Message ID | 20180506132500.16888-1-erik.stromdahl@gmail.com (mailing list archive) |
---|---|
State | New, archived |
Headers | show |
Erik Stromdahl <erik.stromdahl@gmail.com> wrote: > ath10k_mac_tx_push_txq returns either a postive integer (length) on > success or a negative error code on error. > > The "if (ret) break;" statement will thus always break out of the loop > immediately after ath10k_mac_tx_push_txq has returned (making the loop > pointless). > > A side effect of this fix is that we will iterate the queue until > ath10k_mac_tx_push_txq returns -ENOENT. This will make sure the queue is > not added back to ar->txqs when it is empty. This could potentially > improve performance somewhat (I have seen a small improvement with SDIO > devices). > > Signed-off-by: Erik Stromdahl <erik.stromdahl@gmail.com> > Signed-off-by: Kalle Valo <kvalo@codeaurora.org> Patch applied to ath-next branch of ath.git, thanks. e3148cc5fecf ath10k: fix return value check in wake_tx_q op
Hi Erik, We have met performance issue on our two-core system after applying your patch. In WDS mode, we found that the peak throughput in TCP-DL and UDP-DL dropped more than 10% compared with previous one. And in some cases, though throughput stays the same, one CPU usage rises about 20% which leads to 10% in total CPU usage. With your change, I think driver will try its best to push as many packets as it can. During this time, the driver's queue lock will be held for too much time in one CPU and as a result, the other CPU will be blocked if it wants to acquired the same lock. Working in this way seems not efficiency. So I think it is better to revert the change till we come up with a new solution. >> Subject: [PATCH] ath10k: fix return value check in wake_tx_q op >> >> ath10k_mac_tx_push_txq returns either a postive integer (length) on >> success >> or a negative error code on error. >> >> The "if (ret) break;" statement will thus always break out of the >> loop >> immediately after ath10k_mac_tx_push_txq has returned (making the >> loop >> pointless). >> >> A side effect of this fix is that we will iterate the queue until >> ath10k_mac_tx_push_txq returns -ENOENT. This will make sure the queue >> is >> not added back to ar->txqs when it is empty.
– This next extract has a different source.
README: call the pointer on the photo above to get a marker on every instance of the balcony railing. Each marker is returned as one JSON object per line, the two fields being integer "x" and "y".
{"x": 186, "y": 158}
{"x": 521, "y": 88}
This could potentially >> improve >> performance somewhat (I have seen a small improvement with SDIO >> devices). >> >> Signed-off-by: Erik Stromdahl <erik.stromdahl@gmail.com> >> --- >> drivers/net/wireless/ath/ath10k/mac.c | 2 +- >> 1 file changed, 1 insertion(+), 1 deletion(-) >> >> diff --git a/drivers/net/wireless/ath/ath10k/mac.c >> b/drivers/net/wireless/ath/ath10k/mac.c >> index 3d7119ad7c7a..487a7a7380fd 100644 >> --- a/drivers/net/wireless/ath/ath10k/mac.c >> +++ b/drivers/net/wireless/ath/ath10k/mac.c >> @@ -4290,7 +4290,7 @@ static void ath10k_mac_op_wake_tx_queue(struct >> ieee80211_hw *hw, >> >> while (ath10k_mac_tx_can_push(hw, f_txq) && max--) { >> ret = ath10k_mac_tx_push_txq(hw, f_txq); >> - if (ret) >> + if (ret < 0) >> break; >> } >> if (ret != -ENOENT) >> -- >> 2.17.0
(please don't top post) yiboz <yiboz@codeaurora.org> writes: > We have met performance issue on our two-core system after applying > your patch. In WDS mode, we found that the peak throughput in TCP-DL > and UDP-DL dropped more than 10% compared with previous one. And in > some cases, though throughput stays the same, one CPU usage rises > about 20% which leads to 10% in total CPU usage. With your change, I > think driver will try its best to push as many packets as it can. > During this time, the driver's queue lock will be held for too much > time in one CPU and as a result, the other CPU will be blocked if it > wants to acquired the same lock. Working in this way seems not > efficiency. > > So I think it is better to revert the change till we come up with a > new solution. I don't think reverting is a clear option at this stage because that again creates problems for SDIO. IIRC without this patch SDIO was sending one packet a time (or something like that, can't remember all the details right now). Why does this happen only WDS mode? Did you test other modes, like AP or client mode?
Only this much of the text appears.